Lava Jato e EUA se uniram para investigar Petrobras e tirar bilhões para fundo

Fundo de investimento que será gerido pelo Ministério Público é fruto da parceria nebulosa entre os procuradores de Curitiba e os EUA. Provavelmente a mesma que Sergio Moro tentou preservar dos holofotes da mídia durante o julgamento de Lula

Jornal GGN – Conquistado por meio da Lava Jato, o fundo de investimentos bilionário que será criado em Curitiba, com gestão de membros do Ministério Público, só foi possível graças à parceria nebulosa entre os procuradores da República e autoridades dos Estados Unidos.

A turma liderada por Deltan Dallagnol emprestou ao Departamento de Justiça dos EUA (DOJ) alguns dos delatores que tiveram passagem por diretorias da Petrobras, como Nestor Cerveró. A cooperação ajudou o governo americano a construir uma denúncia contra a estatal brasileira por prejuízos financeiros aos investidores.

A narrativa, muito similar ao que a Lava Jato vende em solo tupiniquim, está registrada no comunicado que o DOJ emitiu em setembro de 2018, ao anunciar a formalização de um acordo de “não-acusação” com a Petrobras.

No documento, o governo americano -que agradeceu o MPF e a Polícia Federal brasileiros pela parceria – acusa ex-diretores da Petrobras de terem recebido vantagem pessoal e facilitado o pagamento de propina a partidos e políticos. Os subornos teriam sido contabilizados em contratos e aditivos assinados com empreiteiras e fornecedores e, desse modo, balanços apresentados a investidores internacionais foram considerados contaminados.

Sujeita à jurisdição americana por vender ações na Bolsa de Nova York, a Petrobras aceitou pagar um total de 1,8 bilhão de dólares em multas (o equivalente a 2% da receita bruta da empresa em 2017) para evitar um processo em solo americano.

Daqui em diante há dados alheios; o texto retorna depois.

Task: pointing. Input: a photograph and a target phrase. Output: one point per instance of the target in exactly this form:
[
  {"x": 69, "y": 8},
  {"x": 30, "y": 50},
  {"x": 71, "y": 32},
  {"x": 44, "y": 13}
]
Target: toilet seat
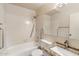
[{"x": 37, "y": 52}]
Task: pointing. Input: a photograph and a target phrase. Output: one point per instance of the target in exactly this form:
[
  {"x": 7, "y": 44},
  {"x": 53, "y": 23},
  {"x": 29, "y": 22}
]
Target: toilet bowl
[{"x": 37, "y": 52}]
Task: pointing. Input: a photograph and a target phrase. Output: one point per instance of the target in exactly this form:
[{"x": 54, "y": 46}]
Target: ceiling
[
  {"x": 33, "y": 6},
  {"x": 40, "y": 7}
]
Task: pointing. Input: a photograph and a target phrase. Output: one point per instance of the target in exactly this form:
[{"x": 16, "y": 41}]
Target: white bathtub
[{"x": 24, "y": 49}]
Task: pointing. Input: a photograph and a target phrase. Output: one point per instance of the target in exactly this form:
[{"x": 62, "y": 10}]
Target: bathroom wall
[
  {"x": 1, "y": 26},
  {"x": 45, "y": 8},
  {"x": 17, "y": 29},
  {"x": 62, "y": 17},
  {"x": 43, "y": 25}
]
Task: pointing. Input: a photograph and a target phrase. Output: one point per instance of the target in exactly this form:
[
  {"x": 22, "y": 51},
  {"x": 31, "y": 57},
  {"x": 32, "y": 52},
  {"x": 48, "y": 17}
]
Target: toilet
[{"x": 37, "y": 52}]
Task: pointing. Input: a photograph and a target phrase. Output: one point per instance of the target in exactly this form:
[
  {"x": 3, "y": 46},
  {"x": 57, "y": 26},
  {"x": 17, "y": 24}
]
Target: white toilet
[{"x": 37, "y": 52}]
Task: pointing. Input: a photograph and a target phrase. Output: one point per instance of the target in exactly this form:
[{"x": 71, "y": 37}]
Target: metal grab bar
[{"x": 2, "y": 38}]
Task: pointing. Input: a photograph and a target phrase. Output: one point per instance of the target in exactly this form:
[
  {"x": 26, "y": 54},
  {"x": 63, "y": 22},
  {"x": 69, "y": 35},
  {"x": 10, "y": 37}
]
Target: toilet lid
[{"x": 37, "y": 52}]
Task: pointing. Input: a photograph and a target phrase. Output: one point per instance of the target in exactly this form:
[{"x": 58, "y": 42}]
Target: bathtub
[{"x": 23, "y": 49}]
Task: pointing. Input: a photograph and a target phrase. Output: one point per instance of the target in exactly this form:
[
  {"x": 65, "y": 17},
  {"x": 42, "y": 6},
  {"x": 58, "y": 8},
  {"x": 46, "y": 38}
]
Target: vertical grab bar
[{"x": 2, "y": 40}]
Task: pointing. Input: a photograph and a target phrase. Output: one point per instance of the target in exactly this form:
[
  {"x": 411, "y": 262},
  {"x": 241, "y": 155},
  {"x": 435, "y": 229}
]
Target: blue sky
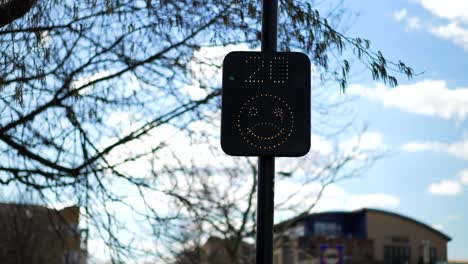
[{"x": 424, "y": 121}]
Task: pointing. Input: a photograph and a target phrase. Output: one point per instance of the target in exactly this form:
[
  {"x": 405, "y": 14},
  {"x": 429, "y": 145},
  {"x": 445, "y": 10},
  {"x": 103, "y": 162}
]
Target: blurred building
[
  {"x": 365, "y": 236},
  {"x": 227, "y": 251},
  {"x": 38, "y": 235}
]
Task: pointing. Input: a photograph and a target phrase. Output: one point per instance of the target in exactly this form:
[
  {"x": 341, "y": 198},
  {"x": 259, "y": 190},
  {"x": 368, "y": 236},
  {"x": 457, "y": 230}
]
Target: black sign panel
[{"x": 266, "y": 104}]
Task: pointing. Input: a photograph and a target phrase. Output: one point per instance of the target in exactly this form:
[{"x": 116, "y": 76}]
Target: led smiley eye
[{"x": 253, "y": 111}]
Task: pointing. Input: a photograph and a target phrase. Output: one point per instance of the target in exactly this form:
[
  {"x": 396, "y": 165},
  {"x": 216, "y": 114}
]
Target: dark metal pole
[{"x": 266, "y": 165}]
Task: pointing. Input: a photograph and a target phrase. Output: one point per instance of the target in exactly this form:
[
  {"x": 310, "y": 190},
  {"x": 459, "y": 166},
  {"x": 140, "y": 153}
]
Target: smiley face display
[{"x": 265, "y": 121}]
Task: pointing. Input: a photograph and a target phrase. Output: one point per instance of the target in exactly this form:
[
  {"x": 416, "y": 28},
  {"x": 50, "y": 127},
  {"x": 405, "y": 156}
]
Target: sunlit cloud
[
  {"x": 448, "y": 9},
  {"x": 464, "y": 177},
  {"x": 446, "y": 188},
  {"x": 400, "y": 14},
  {"x": 457, "y": 149},
  {"x": 430, "y": 98},
  {"x": 453, "y": 32}
]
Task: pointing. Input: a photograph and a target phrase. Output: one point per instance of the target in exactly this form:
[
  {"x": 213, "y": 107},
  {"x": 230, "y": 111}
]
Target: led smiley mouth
[
  {"x": 265, "y": 121},
  {"x": 265, "y": 131}
]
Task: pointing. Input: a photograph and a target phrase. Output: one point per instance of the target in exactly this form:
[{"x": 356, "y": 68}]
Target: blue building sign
[{"x": 331, "y": 254}]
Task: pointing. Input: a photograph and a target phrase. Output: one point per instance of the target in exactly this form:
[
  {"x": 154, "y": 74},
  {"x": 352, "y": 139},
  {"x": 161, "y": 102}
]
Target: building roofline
[
  {"x": 407, "y": 219},
  {"x": 299, "y": 218}
]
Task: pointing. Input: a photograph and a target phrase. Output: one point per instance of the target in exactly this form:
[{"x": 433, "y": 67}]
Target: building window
[
  {"x": 276, "y": 259},
  {"x": 433, "y": 255},
  {"x": 288, "y": 254},
  {"x": 327, "y": 229},
  {"x": 397, "y": 254}
]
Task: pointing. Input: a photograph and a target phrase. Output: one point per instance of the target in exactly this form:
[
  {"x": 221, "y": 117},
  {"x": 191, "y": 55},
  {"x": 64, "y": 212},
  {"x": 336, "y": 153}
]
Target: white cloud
[
  {"x": 453, "y": 32},
  {"x": 457, "y": 149},
  {"x": 412, "y": 22},
  {"x": 448, "y": 9},
  {"x": 455, "y": 14},
  {"x": 400, "y": 15},
  {"x": 464, "y": 177},
  {"x": 446, "y": 188},
  {"x": 454, "y": 217},
  {"x": 367, "y": 141},
  {"x": 431, "y": 98}
]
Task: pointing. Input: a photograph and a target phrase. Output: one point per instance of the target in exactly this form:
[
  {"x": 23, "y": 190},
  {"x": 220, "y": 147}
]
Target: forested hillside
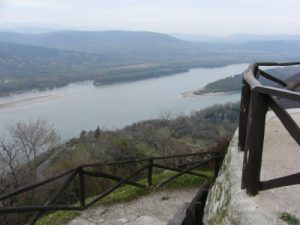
[{"x": 47, "y": 60}]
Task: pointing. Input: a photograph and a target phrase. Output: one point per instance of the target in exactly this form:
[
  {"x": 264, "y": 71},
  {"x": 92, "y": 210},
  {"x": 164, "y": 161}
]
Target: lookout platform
[{"x": 228, "y": 204}]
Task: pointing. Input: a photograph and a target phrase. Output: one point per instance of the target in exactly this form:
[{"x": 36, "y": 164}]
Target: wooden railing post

Especificamente com o Departamento de Justiça, o acordo de não-acusação – “Non-Prosecution Agreement” – estabeleceu o pagamento de 853,2 milhões de dólares.

Curiosamente, o governo americano abriu mão de 80% desse valor (ou seja, de mais de 682 milhões de dólares) em benefício das “autoridades brasileiras”.

É esse o montante que será injetado no fundo de investimento a ser controlado por membros do MP Federal e paranaense, entre outros assentos. Se não depositar o valor para o caixa conquistado pela Lava Jato, a Petrobras terá de pagar 100% da multa aos EUA, diz o acordo.

Com a SEC (Securities and Exchange Commission), que é a Comissão de Valores americana, a Petrobras assinou um “cease-and-desist” que demandou o pagamento de 933 milhões de dólares “em juros de desagregação e prejuízo”. Desse total será abatido o que a empresa tiver de pagar em acordo de ação coletiva movida por acionistas nos EUA – este e outros processos não serão suspensos em função do acordo intermediado pela Lava Jato com o DOJ.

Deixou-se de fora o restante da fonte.